@hackage flatparse0.3.5.0

High-performance parsing from strict bytestrings

flatparse

Hackage CI

flatparse is a high-performance parsing library, supporting parsing for programming languages, human-readable data and machine-readable data. The "flat" in the name refers to the ByteString parsing input, which has pinned contiguous data, and also to the library internals, which avoids indirections and heap allocations whenever possible. flatparse is generally lower-level than parsec-style libraries, but it is possible to build higher-level features (such as source spans, hints, indentation parsing) on top of it, without making any compromises in performance.

LLVM

It is advised to build with -fllvm option when using this package, since that can result in significant speedups (20-40% from what I've seen). Additionally, you can enable -fllvm for flatparse specifically by enabling the llvm package flag. However, this has minor impact, since almost all parser code will be typically inlined into modules outside flatparse, and compiled there.

Features and non-features

  • Excellent performance. On microbenchmarks, flatparse is around 10 times faster than attoparsec or megaparsec. On larger examples with heavier use of source positions and spans and/or indentation parsing, the performance difference grows to 20-30 times. Compile times and exectuable sizes are also significantly better with flatparse than with megaparsec or attoparsec. flatparse internals make liberal use of unboxed tuples and GHC primops. As a result, pure validators (parsers returning ()) in flatparse are not difficult to implement with zero heap allocation.
  • No incremental parsing, and only strict ByteString is supported as input. However, it can be still useful to convert from Text, String or other types to ByteString, and then use flatparse for parsing, since flatparse performance usually more than makes up for the conversion costs.
  • Only little-endian 64 bit systems are currently supported as the host machine. This may change in the future. Getting good performance requires architecture-specific optimizations; I've only considered the most common setting at this point. However, flatparse does include specific big-endian parsers for primitive integer types.
  • Support for fast source location handling, indentation parsing and informative error messages. flatparse provides a low-level interface to these. Batteries are not included, but it should be possible for users to build custom solutions, which are more sophisticated, but still as fast as possible. In my experience, the included batteries in other libraries often come with major unavoidable overheads, and often we still have to extend existing machinery in order to scale to production features.
  • The backtracking model of flatparse is different to parsec libraries, and is more close to the nom library in Rust. The idea is that parser failure is distinguished from parsing error. The former is used for control flow, and we can backtrack from it. The latter is used for unrecoverable errors, and by default it's propagated to the top. flatparse does not track whether parsers have consumed inputs. In my experience, what we really care about is the failure/error distinction, and in parsec or megaparsec the consumed/non-consumed separation is often muddled and discarded in larger parser implementations. By default, basic flatparse parsers can fail but can not throw errors, with the exception of the specifically error-throwing operations. Hence, flatparse users have to be mindful about grammar, and explicitly insert errors where it is known that the input can't be valid.

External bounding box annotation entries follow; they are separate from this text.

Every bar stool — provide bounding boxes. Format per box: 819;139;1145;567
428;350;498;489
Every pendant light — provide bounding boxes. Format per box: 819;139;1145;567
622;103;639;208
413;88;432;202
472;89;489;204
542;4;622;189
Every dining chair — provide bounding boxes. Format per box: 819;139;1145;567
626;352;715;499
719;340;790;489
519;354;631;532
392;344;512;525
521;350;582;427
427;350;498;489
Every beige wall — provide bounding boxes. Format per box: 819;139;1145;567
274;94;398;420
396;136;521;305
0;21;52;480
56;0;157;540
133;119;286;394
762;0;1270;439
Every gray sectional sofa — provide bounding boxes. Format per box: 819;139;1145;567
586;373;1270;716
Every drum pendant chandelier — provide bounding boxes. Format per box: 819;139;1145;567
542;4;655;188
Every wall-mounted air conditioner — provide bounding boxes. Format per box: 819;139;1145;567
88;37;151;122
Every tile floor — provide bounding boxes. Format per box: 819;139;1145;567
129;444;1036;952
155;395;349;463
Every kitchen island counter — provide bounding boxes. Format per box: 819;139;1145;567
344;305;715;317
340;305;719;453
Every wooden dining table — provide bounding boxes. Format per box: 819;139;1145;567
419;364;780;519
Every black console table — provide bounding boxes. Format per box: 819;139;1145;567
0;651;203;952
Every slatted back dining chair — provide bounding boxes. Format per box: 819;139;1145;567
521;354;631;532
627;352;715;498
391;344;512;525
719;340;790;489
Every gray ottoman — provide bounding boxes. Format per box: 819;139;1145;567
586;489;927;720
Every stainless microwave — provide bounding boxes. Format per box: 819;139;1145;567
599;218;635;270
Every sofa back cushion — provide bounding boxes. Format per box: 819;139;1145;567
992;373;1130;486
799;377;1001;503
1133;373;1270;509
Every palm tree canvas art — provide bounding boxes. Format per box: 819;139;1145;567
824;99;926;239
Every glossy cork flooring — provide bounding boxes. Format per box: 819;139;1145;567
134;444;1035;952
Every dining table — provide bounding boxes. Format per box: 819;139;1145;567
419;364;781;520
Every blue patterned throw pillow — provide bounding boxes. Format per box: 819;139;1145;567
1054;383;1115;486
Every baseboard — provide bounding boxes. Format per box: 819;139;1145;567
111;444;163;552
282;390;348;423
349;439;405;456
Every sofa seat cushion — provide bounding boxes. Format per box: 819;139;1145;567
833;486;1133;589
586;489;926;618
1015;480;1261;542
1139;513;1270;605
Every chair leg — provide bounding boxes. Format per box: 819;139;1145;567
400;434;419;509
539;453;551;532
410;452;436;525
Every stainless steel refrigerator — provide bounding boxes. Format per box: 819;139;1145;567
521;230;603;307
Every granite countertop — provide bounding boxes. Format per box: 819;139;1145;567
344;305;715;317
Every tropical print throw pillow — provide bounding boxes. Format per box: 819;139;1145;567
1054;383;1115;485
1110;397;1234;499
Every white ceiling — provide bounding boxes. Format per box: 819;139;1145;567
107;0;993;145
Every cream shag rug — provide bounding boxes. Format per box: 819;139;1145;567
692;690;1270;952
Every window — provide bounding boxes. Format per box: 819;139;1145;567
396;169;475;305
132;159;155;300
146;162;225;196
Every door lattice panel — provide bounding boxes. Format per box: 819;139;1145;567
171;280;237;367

flatparse comes in two flavors: FlatParse.Basic and FlatParse.Stateful. Both support a custom error type.

  • FlatParse.Basic only supports the above features. If you don't need indentation parsing, this is sufficient.
  • FlatParse.Stateful additionally supports a built-in Int worth of internal state and an additional Int reader environment. This can support a wide range of indentation parsing features. There is a slight overhead in performance and code size compared to Basic. However, in small parsers and microbenchmarks the difference between Basic and Stateful is often reduced to near zero by GHC and/or LLVM optimization.

Tutorial

Informative tutorials are work in progress. See src/FlatParse/Examples for a lexer/parser example with acceptably good error messages.

Contribution

Pull requests are welcome. I'm fairly quick to add PR authors as collaborators.

Some benchmarks

Execution times below. See source code in bench. Compiled with GHC 8.10.7 -O2 -fllvm. Executed on Intel 1165G7 CPU at 28W power draw.

benchmark runtime
sexp/fpbasic 1.625 ms
sexp/fpstateful 1.815 ms
sexp/attoparsec 21.75 ms
sexp/megaparsec 33.12 ms
sexp/parsec 98.65 ms
long keyword/fpbasic 115.9 μs
long keyword/fpstateful 117.7 μs
long keyword/attoparsec 2.955 ms
long keyword/megaparsec 2.185 ms
long keyword/parsec 29.91 ms
numeral csv/fpbasic 549.3 μs
numeral csv/fpstateful 595.5 μs
numeral csv/attoparsec 10.82 ms
numeral csv/megaparsec 6.581 ms
numeral csv/parsec 39.33 ms

Object file sizes for each module containing the s-exp, long keyword and numeral csv benchmarks.

library object file size (bytes)
fpbasic 23752
fpstateful 25920
attoparsec 93584
megaparsec 257000
parsec 134296